Proposition 4.3. If L1 , L2 ∈ RE, then L1 ∪ L2 ∈ RE.
Proof. Let M1 be TM that recognizes L1 , and M2 a TM that recognizes L2 .
We need to somehow run both M1 and M2 in parallel. There are several ways of doing that. Perhaps
the simplest is to use two tapes, and simulate each machine independently on its own tape. This is rather
simple: start by copying the word to the second tape, and then apply the transition function of each TM in
its separate tape. While this works, we take a different approach here.
What really happens here? If we consider the TM that is equivalent to the 2-tape TM we used here, we
actually see that in a way, we simply run the machines one step at a time. That is, M1 runs for a step, then
M2 , and so forth. This is a sort of parallel run, and it’s impressive that we can simulate a parallel run with
the (serial) model of TM.
We take a slightly different approach here.
We construct a TM M that recognizes L1 ∪ L2 as follows. Start by copying the input to a “safe” place,
left of the original input. Additionally, we store a counter i somewhere on the tape (left of the input, for
example). We now proceed to run M1 on the input for i steps.
How can we do that? well - if you’re re-reading this after seeing a universal machine, then this is trivial.
Otherwise, we modify M1 such that after taking a transition, it marks the place of the head on the tape,
then goes to the left of the tape, updates a step-counter, compares it to i, and if it hasn’t reached it yet,
goes back to where the head was, and continues for another step.
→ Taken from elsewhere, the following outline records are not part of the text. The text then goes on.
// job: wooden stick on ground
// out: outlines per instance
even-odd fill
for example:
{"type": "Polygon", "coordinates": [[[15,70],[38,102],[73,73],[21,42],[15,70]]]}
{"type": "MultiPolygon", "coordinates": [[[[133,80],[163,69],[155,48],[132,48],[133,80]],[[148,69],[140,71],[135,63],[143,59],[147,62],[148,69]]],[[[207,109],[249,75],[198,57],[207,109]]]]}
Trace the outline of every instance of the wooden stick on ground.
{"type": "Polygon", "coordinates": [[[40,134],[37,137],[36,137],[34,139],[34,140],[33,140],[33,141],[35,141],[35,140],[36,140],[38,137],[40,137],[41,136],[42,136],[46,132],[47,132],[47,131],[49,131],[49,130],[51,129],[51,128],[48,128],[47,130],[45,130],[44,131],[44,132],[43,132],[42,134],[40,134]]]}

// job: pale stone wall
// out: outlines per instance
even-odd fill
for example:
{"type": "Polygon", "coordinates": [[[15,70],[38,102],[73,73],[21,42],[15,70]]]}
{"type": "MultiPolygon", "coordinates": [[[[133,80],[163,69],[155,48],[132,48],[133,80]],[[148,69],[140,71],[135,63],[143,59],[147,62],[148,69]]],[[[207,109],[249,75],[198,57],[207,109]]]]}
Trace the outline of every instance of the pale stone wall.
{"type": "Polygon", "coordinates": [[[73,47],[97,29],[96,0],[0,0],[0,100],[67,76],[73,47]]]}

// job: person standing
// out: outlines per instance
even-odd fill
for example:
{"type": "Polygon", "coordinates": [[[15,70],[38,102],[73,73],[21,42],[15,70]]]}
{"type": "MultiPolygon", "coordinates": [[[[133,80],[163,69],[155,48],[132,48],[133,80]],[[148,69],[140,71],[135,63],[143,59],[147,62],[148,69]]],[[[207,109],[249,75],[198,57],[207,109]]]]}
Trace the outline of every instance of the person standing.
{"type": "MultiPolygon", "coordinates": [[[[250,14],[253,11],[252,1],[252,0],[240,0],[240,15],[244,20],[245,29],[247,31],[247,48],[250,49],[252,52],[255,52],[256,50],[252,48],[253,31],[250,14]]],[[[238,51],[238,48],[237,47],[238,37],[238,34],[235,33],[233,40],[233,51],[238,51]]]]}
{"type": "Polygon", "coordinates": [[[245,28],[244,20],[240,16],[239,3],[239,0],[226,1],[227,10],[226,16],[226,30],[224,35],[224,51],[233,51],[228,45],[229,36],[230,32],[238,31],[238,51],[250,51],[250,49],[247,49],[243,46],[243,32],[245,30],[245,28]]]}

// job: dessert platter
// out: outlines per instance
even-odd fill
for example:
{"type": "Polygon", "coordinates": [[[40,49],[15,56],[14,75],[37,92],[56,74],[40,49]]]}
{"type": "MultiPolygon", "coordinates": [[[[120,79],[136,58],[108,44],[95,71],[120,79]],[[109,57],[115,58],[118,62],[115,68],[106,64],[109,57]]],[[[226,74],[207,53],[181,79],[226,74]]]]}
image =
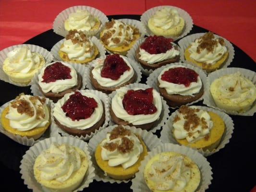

After M1 runs for i steps, if it accepts, then M accepts. Otherwise, clean the tape, copy w back to the
right of #, and run M2 on w for i steps. If it accepts, we can accept. Otherwise, increment i by 1, and
repeat the process.
To prove correctness, note that if w ∈ L1 ∪ L2 , then there exists some n > 0 such that either M1 or M2
accepts w within n steps. Thus, when the counter value i reaches n, our machine will accept w.
For the second direction, if M accepts w, then clearly either M1 or M2 accept w, so w ∈ L1 ∪ L2 , and
we are done.
Note that we do not prove that M always halts, as indeed - it may not halt at all!
6
5
Parallel runs
Running parallel computations is crucial in order to show closure properties of certain classes, as well as to
recognize certain languages. This technique usually comes in handy when we work with machines that are
not deciders. The general problem is that if we are given a machine, and we are not guaranteed that it is a
decider, we do not want to simply let it run, because it may never halt. Instead, we only run it for a certain
amount of steps, thus giving us time to decide if we want to do something else if the machine does not halt
after a certain number of steps.
Parallel runs are not a specific concept, but rather a general scheme. We demonstrate the idea here by
showing that RE is closed under concatenation.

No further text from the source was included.